Moneybox

The Girl Scouts Keep Getting Better at Selling Cookies. It’s Not Saving Them.

You remember the cookies, but do you remember the girl who sells them to you?

Photo by John Moore/Getty Images

Soon, satisfying your craving for Tagalongs will no longer require you to leave the house. To the delight of the cookie-loving masses, Girl Scouts of the United States of America announced this week that for the first time, Shortbreads, Thin Mints, and other favorites will be available via online orders.

The idea, GSUSA says, is to teach its scouts 21st-century skills—an exercise in e-commerce that’s part of a larger, years-long effort to revive a flagging institution. Though Girl Scouts can boast of positive outcomes—GSUSA’s research arm reports that its 59 million alumnae are more likely to volunteer, vote, and be otherwise civically engaged than the general population of American women—membership has fallen 27 percent since 2003, from 3.8 million to 2.8 million. The cookies sell, generating $786 million in 2012, but from 2012 to 2013, GSUSA’s operating revenues fell 7.5 percent.

Youth clubs by and large are losing members (the Boy Scouts aren’t doing so well, either), but the Girl Scouts suffer from precisely the problem its cookies don’t have: The organization isn’t a brand that inspires loyalty. “Girl Scout Dropouts” proudly air their delinquent status online. “After about age 12, it wasn’t cool anymore,” says former scout Laura Bradley, a Slate intern. She made it up to Junior level and then quit, as did almost all of her friends. In recent years, girl scouting has managed to retain about 57 percent of participants annually. By comparison, USA Swimming, a youth-centered sport nonprofit, retained 75 percent of its members this year, up from 64 percent 10 years ago.
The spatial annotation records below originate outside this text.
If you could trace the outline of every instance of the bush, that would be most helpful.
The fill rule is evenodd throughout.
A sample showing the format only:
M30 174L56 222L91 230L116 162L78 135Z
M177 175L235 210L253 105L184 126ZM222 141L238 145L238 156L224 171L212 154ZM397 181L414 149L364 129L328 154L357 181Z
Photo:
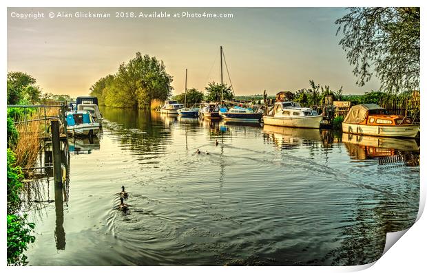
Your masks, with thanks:
M34 223L28 223L26 215L8 215L8 265L25 265L27 256L23 253L35 237L30 234Z
M8 147L13 146L17 143L18 140L18 131L13 124L13 120L8 118Z
M338 116L334 118L332 120L332 125L333 129L340 129L342 127L342 122L344 121L344 117L342 116Z

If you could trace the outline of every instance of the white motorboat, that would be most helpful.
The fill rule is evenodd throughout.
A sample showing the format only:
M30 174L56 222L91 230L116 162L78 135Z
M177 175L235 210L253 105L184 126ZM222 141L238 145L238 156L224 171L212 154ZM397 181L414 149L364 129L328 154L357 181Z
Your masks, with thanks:
M320 128L323 116L311 108L301 107L298 102L286 101L275 102L262 119L264 124L267 125Z
M99 131L100 124L95 122L87 110L65 112L67 133L72 135L95 135Z

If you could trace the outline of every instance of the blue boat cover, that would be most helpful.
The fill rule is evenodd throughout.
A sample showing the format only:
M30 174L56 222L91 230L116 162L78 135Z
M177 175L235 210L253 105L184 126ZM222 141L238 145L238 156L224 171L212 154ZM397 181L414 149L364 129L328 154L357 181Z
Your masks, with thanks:
M88 113L83 113L83 123L90 123L90 118Z
M76 124L74 117L72 115L67 115L67 124L70 126L74 126Z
The Girl Scouts know how to cultivate cookie devotees, but it’s been less successful at articulating why one should remain devoted to the organization. 

Many nonprofits have worthy goals but trouble telling the story of how they plan to achieve them, says Rolf Wulfsberg of Siegel+Gale, a global branding firm. “I am helpless when I see a Thin Mint,” he says, but there’s only a vague notion that the money from buying a box or two of cookies goes to “supporting someone’s daughter”.

The Girl Scouts organization, founded in 1912 in part to instill a love of the outdoors in women, is also struggling to figure out what story it wants to tell. It has tried to stem decline by overhauling its programs to emphasize teaching leadership through business and STEM subjects. A revamped curriculum introduced in 2011 includes awards for practical skills like financial literacy. Focusing on leadership and contemporary skills is laudable, but critics have protested that the changes have pulled scouting too far from its roots.*

A big change to what a charity does can cause the brand to lose its cachet with older constituencies, says Nathalie Kylander of Harvard Business School. They become disconnected from the organization’s identity, even if the philanthropic aim (in this case, to empower girls) stays the same. Indeed, the Girl Scouts admit one of their biggest obstacles is a shortage of adult troop leaders. More than 30,000 girls are on waiting lists to join Girl Scouts but can’t due to the dearth of volunteers. It will be harder to recruit them if they don’t feel as deep of a connection to GSUSA’s purpose.

Donors are also less likely to give if a charity doesn’t offer something unique, says Wulfsberg—and robotics club, home economics classes, and internships teach business and STEM skills, too. But the bigger problem for GSUSA remains that most people’s relationship with Girl Scouts is with its cookies. When you buy your box of Savannah Smiles, all you see is an anonymous-looking uniform—or soon, a webpage.

GSUSA might solve these problems if it took a hint from the success of its cookie brand, instead of a touting a mish-mash of new and old values and offerings. The cookies come with elaborate back stories (Savannah Smiles are named for the city of Girl Scouts’ founding and represent “money management,” for example); the scout who sells them to you does not. It isn’t the sweets that deserve the spotlight.

*Correction, Dec. 3, 2014: This post originally misstated that the Girl Scouts do not have a geocaching badge, and this was cited as an example of a lag in their outdoor programming. They do. That reference has been removed.